When a ting’s a ting that shouldn’t be a ting

Those dumb things that simply should not be, here’s a few of mine, what’s yours?

Manuals:
Web only - why in the actual fuck? Portable Document Format exists, use it.
Stupid colours and/or tiny fonts - not good.
One manual, 50 languages - separate them.
PDF - without proper index and links - just seems really lazy.

Midi:
It is a standard - adhere to it or just stop making gear with midi.

Samplers:
Casio SK1, a 1980’s children’s toy had 4 voice polyphony - but your modern one doesn’t? Back to the drawing board then.

Paltry memory/sampling time - your memory chip supplier is laughing at you, they thought they would be stuck with those old small capacity chips, but then some sucker came along and bought them.

Firmware:
Beta testers - If your launch firmware has obvious bugs, get better beta testers, or delay the launch so that paying customers don’t have to be beta testers.

Build quality:
Rubber coating - when you think it will give a premium feel, stop, it goes sticky, it’s shit, don’t use it.

Flimsy construction - spend £10 more on materials, the customer won’t mind paying, if it means the difference between feeling like a cheap knockoff toy or something that is solid.

User interface - if it is annoying to use get better designers, because that is a fail.

USB:
Connector - USB C or gtfo. (Or B for non portable stuff)

Compatibility - host, class compliant, should be standard now.

Noise - don’t expect your customers to buy ground loop isolators just to use your gear, isolate the audio ground in your product, even if it means having a small switch.

35 Likes

That’s a lot of tings.
I don’t know any others right now.

2 Likes

trs-a and trs-b.
why?
why can’t it just be a single trs mini or whatever.

8 Likes

All the Info-Pub products.

Firmwares released literally a couple of days after release.
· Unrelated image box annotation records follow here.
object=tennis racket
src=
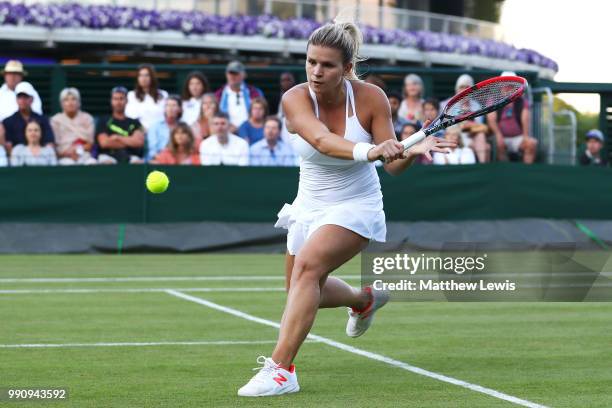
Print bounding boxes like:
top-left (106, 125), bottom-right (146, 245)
top-left (394, 76), bottom-right (527, 155)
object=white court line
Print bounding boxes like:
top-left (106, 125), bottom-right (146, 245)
top-left (166, 289), bottom-right (547, 408)
top-left (0, 340), bottom-right (316, 348)
top-left (0, 275), bottom-right (361, 283)
top-left (0, 287), bottom-right (285, 295)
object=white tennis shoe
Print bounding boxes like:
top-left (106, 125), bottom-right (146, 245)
top-left (238, 356), bottom-right (300, 397)
top-left (346, 286), bottom-right (389, 337)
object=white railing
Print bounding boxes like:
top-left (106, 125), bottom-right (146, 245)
top-left (13, 0), bottom-right (504, 41)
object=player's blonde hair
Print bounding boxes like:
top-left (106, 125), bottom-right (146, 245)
top-left (308, 16), bottom-right (363, 79)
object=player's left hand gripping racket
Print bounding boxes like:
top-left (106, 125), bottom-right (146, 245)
top-left (401, 76), bottom-right (527, 154)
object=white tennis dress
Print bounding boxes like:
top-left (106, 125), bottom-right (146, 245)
top-left (275, 80), bottom-right (387, 255)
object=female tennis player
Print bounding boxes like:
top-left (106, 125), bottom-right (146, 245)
top-left (238, 18), bottom-right (454, 397)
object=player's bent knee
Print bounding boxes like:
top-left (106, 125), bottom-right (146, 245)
top-left (291, 257), bottom-right (324, 285)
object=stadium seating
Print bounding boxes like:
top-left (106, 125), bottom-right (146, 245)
top-left (0, 3), bottom-right (558, 72)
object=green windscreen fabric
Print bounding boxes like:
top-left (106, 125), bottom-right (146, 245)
top-left (0, 163), bottom-right (612, 223)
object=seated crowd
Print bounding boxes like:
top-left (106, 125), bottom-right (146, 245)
top-left (0, 60), bottom-right (607, 166)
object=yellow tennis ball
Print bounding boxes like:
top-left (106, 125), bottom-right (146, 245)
top-left (147, 170), bottom-right (170, 194)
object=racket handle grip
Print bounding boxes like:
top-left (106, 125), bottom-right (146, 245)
top-left (401, 130), bottom-right (427, 151)
top-left (378, 130), bottom-right (427, 163)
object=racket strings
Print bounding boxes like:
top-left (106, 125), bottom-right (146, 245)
top-left (446, 81), bottom-right (523, 117)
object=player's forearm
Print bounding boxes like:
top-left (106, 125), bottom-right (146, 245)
top-left (385, 150), bottom-right (418, 176)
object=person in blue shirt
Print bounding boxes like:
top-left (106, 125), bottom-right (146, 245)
top-left (238, 98), bottom-right (268, 145)
top-left (145, 95), bottom-right (183, 162)
top-left (249, 116), bottom-right (298, 166)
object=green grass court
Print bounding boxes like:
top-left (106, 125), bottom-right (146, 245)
top-left (0, 254), bottom-right (612, 408)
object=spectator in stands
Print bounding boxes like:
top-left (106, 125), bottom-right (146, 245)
top-left (125, 64), bottom-right (168, 131)
top-left (363, 74), bottom-right (387, 91)
top-left (96, 86), bottom-right (145, 164)
top-left (0, 145), bottom-right (8, 167)
top-left (0, 60), bottom-right (42, 121)
top-left (238, 97), bottom-right (268, 145)
top-left (2, 81), bottom-right (55, 153)
top-left (51, 88), bottom-right (96, 165)
top-left (215, 61), bottom-right (264, 133)
top-left (145, 95), bottom-right (183, 161)
top-left (387, 92), bottom-right (408, 140)
top-left (398, 74), bottom-right (425, 122)
top-left (250, 116), bottom-right (297, 166)
top-left (200, 112), bottom-right (249, 166)
top-left (151, 122), bottom-right (200, 165)
top-left (578, 129), bottom-right (608, 166)
top-left (433, 125), bottom-right (476, 165)
top-left (487, 71), bottom-right (538, 164)
top-left (276, 72), bottom-right (295, 119)
top-left (191, 93), bottom-right (219, 146)
top-left (440, 74), bottom-right (491, 163)
top-left (11, 119), bottom-right (57, 167)
top-left (181, 71), bottom-right (210, 126)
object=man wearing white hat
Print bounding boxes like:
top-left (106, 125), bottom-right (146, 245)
top-left (0, 60), bottom-right (42, 121)
top-left (2, 81), bottom-right (55, 152)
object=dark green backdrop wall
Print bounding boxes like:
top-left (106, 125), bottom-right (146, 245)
top-left (0, 163), bottom-right (612, 223)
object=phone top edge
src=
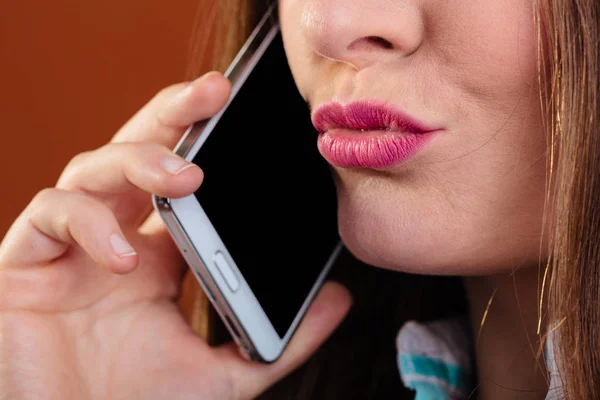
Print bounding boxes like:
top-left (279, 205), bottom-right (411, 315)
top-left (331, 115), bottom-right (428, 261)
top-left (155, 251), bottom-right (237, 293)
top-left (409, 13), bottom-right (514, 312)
top-left (174, 2), bottom-right (279, 161)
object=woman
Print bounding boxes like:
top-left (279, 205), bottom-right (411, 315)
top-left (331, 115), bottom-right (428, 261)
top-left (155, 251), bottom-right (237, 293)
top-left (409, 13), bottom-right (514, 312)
top-left (0, 0), bottom-right (600, 400)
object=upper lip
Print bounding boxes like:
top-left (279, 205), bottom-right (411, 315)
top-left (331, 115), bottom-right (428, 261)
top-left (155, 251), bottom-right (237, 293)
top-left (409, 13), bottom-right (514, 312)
top-left (311, 100), bottom-right (436, 133)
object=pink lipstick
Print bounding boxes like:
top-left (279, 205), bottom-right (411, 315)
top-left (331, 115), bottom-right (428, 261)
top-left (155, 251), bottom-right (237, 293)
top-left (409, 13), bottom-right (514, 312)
top-left (312, 100), bottom-right (440, 169)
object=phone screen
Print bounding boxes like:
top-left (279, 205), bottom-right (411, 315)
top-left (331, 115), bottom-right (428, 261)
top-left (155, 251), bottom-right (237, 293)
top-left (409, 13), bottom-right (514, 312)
top-left (194, 33), bottom-right (339, 337)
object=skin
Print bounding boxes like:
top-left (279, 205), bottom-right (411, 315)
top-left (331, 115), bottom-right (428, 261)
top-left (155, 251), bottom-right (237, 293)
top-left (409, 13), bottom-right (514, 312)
top-left (279, 0), bottom-right (545, 275)
top-left (0, 73), bottom-right (351, 400)
top-left (0, 0), bottom-right (545, 399)
top-left (279, 0), bottom-right (551, 400)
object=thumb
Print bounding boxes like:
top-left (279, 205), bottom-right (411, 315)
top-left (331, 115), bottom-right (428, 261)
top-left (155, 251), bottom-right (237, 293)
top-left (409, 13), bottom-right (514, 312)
top-left (219, 282), bottom-right (352, 399)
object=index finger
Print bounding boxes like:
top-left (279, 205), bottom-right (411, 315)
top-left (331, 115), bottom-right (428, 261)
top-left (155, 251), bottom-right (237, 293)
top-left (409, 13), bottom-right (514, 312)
top-left (112, 71), bottom-right (231, 148)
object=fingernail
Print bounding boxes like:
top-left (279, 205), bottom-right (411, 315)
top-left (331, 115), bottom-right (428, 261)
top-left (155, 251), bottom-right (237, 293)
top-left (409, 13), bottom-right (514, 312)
top-left (110, 233), bottom-right (137, 257)
top-left (161, 156), bottom-right (194, 175)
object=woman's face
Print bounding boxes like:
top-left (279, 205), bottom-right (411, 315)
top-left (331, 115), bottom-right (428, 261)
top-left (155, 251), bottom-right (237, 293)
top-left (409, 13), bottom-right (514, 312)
top-left (279, 0), bottom-right (546, 275)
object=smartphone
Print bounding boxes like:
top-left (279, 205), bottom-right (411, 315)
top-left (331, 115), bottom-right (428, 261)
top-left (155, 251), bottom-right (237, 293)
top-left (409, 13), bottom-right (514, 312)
top-left (153, 1), bottom-right (342, 363)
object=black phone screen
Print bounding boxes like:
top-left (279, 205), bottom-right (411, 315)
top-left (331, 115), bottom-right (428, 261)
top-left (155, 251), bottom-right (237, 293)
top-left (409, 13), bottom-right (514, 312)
top-left (194, 33), bottom-right (339, 337)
I mean come on why didnt you test it properly!?

3 Likes

I don’t know but for a lot of people, the Octatrack. :rofl:

5 Likes

When software doesn’t reference their own error numbers online, leaving users to figure out what’s wrong.

e.g. if software gives you “error 33” and that’s not described in the help section there’s no point giving it a number, from our perspective.

This 100% is a legitimate problem and one that I will always speak up against.

Small bugs are normal at launch, but shipping products with obvious beta firmware or underdeveloped features is a whole different thing.

** cough Polyend cough**

2 Likes

If something lacks a power switch. Irk.

If something can only be powered via USB. Irk.

8 Likes

Bonus points if the device doesn’t boot properly after a power cycle.

1 Like

AI, we all know where it’s going. And I’m not talking about music here.

4 Likes

bonus points if it’s usb powered only and has lots of nasty ground noise

1 Like

Using the word ting when I think you meant thing

The firmware thing - especially annoying when repeated previous hardware releases ( that likely use same chips etc ) continue to be released with the same issues .
Like many of those **** devices that still release with stuck midi notes that was fixed years ago , but the new devices still have it and need patching
Need better beta testing and a standard set of test cases for the very very basic things to get right

1 Like

clouds: who needs them?

9 Likes

Because History - TRS-midi was not a standard when manufacturers first started doing it.

Which raises problems for manufacturers who have since found themselves on the wrong side of the standard.

I wouldn’t mind if companies always included adapter leads … but they don’t.

And I keep losing them , and haven’t labelled the
Ones I do have

1 Like

i disagree. USB B is totally fine as well.

8 Likes

Any hardware with red text labels. It might as well be in invisible ink.

1 Like

This one is quite understandable. They tested it properly, but kept testing and found more bugs in the months that passed between packaging items and actually selling them in retail.

I wasn’t trying to say the TRS-A/B thing is not a problem … it’s just that a lot of the fixes (that a manufacturer might apply) will create problems of their own.

The best way forward for new devices is to support both A and B (while defaulting to the standard) the way elektron do.

Not so clear what, if anything, to do about gear that was created prior to the standard and is now non-standard … other than: label your cables.